In addition, reproducibility across cohorts and sequencing platforms remains a key limitation. Many IgAN datasets rely on historical GEO series with small, ethnically homogeneous populations, and few studies have applied standardized normalization pipelines across RNA-seq, microarray, and spatial platforms. Harmonization efforts, such as those from the Kidney Precision Medicine Project and Human Cell Atlas Kidney Initiative, should be expanded to enable true cross-study benchmarking and meta-analytic reproducibility. The publication of large-scale multimodal atlases, such as that of Lake et al. [52], provides a valuable benchmark for quality control and annotation consistency. The integration of IgAN datasets with standard references is essential to reduce batch effects and ensure reproducibility across platforms. Cost and scalability are major impediments to clinical adoption. Comprehensive single-cell or spatial assays continue to be prohibitively expensive, costing more than 1000 USD per assay, largely because they utilize specialized imaging, sequencing depth, and bioinformatics. Therefore, for any future large-scale screening or monitoring application, scalable bulk RNA-seq or targeted multiplex assays are required to cost-effectively and efficiently match clinical practice. Investments in automated analysis pipelines or cloud-based processing may reduce per-assay costs and operator dependency.
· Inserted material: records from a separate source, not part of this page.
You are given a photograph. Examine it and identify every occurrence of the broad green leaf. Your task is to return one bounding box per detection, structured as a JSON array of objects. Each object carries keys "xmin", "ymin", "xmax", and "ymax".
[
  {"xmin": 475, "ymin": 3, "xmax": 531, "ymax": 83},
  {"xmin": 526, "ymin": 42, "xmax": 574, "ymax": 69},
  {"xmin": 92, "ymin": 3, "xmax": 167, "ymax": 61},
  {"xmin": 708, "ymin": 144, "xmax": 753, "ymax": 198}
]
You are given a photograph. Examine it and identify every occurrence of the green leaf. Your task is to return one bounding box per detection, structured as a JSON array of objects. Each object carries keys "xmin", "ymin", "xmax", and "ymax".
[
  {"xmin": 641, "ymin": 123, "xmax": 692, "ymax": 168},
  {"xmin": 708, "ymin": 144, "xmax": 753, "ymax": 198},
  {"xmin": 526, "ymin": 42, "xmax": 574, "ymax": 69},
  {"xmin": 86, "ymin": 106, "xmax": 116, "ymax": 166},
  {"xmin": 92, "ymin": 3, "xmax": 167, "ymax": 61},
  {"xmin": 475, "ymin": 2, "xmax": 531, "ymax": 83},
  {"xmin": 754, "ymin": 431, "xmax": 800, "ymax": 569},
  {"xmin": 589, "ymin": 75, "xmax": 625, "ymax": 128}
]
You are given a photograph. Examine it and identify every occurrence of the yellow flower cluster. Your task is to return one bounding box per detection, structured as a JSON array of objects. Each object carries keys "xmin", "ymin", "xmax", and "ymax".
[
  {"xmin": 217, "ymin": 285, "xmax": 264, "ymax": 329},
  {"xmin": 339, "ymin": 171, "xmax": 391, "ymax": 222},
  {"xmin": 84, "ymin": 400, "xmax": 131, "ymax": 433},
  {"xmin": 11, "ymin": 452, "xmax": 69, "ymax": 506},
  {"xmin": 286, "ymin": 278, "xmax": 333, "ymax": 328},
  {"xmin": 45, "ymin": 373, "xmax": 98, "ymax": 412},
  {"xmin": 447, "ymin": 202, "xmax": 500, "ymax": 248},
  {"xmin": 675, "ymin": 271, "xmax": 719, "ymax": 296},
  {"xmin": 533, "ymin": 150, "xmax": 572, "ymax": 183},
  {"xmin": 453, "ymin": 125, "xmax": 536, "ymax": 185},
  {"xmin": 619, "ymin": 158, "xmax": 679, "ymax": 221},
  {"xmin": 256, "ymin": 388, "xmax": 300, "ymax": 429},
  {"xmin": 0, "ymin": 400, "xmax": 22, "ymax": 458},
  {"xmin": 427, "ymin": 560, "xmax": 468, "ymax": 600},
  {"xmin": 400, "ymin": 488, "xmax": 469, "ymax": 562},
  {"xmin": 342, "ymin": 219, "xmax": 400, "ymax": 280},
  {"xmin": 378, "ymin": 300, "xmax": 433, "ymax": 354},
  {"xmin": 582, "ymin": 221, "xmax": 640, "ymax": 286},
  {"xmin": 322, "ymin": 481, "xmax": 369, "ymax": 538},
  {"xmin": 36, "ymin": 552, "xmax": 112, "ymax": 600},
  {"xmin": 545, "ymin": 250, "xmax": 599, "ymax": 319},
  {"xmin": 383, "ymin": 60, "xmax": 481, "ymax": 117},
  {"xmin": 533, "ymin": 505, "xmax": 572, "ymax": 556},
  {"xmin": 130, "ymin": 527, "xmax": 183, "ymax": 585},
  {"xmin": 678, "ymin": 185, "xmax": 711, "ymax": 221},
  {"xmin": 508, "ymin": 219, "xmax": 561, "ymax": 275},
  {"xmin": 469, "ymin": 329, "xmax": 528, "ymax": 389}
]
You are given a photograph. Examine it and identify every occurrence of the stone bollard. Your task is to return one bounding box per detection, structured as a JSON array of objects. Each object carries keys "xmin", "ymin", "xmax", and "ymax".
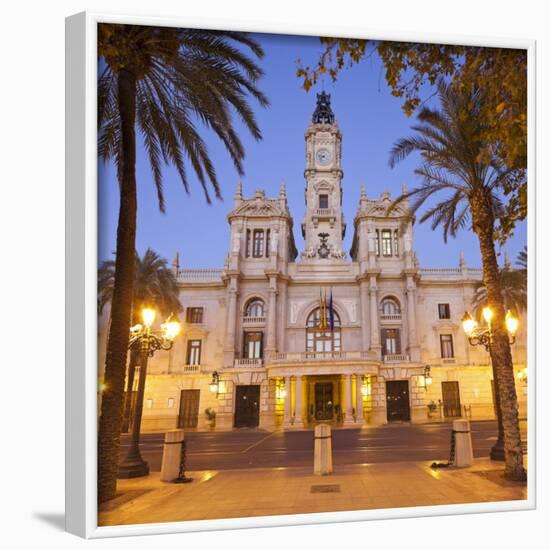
[
  {"xmin": 313, "ymin": 424, "xmax": 332, "ymax": 476},
  {"xmin": 453, "ymin": 420, "xmax": 474, "ymax": 468},
  {"xmin": 160, "ymin": 430, "xmax": 185, "ymax": 481}
]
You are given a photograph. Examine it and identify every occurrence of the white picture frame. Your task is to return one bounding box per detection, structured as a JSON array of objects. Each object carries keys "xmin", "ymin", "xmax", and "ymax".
[{"xmin": 66, "ymin": 12, "xmax": 537, "ymax": 538}]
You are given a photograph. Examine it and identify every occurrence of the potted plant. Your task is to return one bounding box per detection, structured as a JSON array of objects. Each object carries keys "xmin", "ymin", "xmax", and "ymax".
[
  {"xmin": 427, "ymin": 400, "xmax": 437, "ymax": 418},
  {"xmin": 204, "ymin": 407, "xmax": 216, "ymax": 430}
]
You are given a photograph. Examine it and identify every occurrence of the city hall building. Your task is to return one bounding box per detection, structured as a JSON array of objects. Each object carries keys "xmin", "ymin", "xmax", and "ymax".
[{"xmin": 109, "ymin": 93, "xmax": 527, "ymax": 431}]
To contextualize the current state of translation, transcriptomic biomarkers in IgAN can broadly be categorized by readiness level: (i) exploratory: gene panels such as necroptosis, or PRRX1-related modules identified in single datasets; (ii) validated: urinary CCL2/MCP-1, CD163, and tissue-derived LCN2 or HAVCR1, which have been replicated across independent cohorts with clear correlations to histopathology and renal outcomes; and (iii) near clinical use: machine learning-derived urinary TYROBP/HCK signatures that have undergone multi-cohort testing and show potential as real-time, non-invasive surrogates for disease activity. However, no transcriptomic biomarker has achieved full clinical qualification for regulatory or routine diagnostic use in nephrology [3,6,53].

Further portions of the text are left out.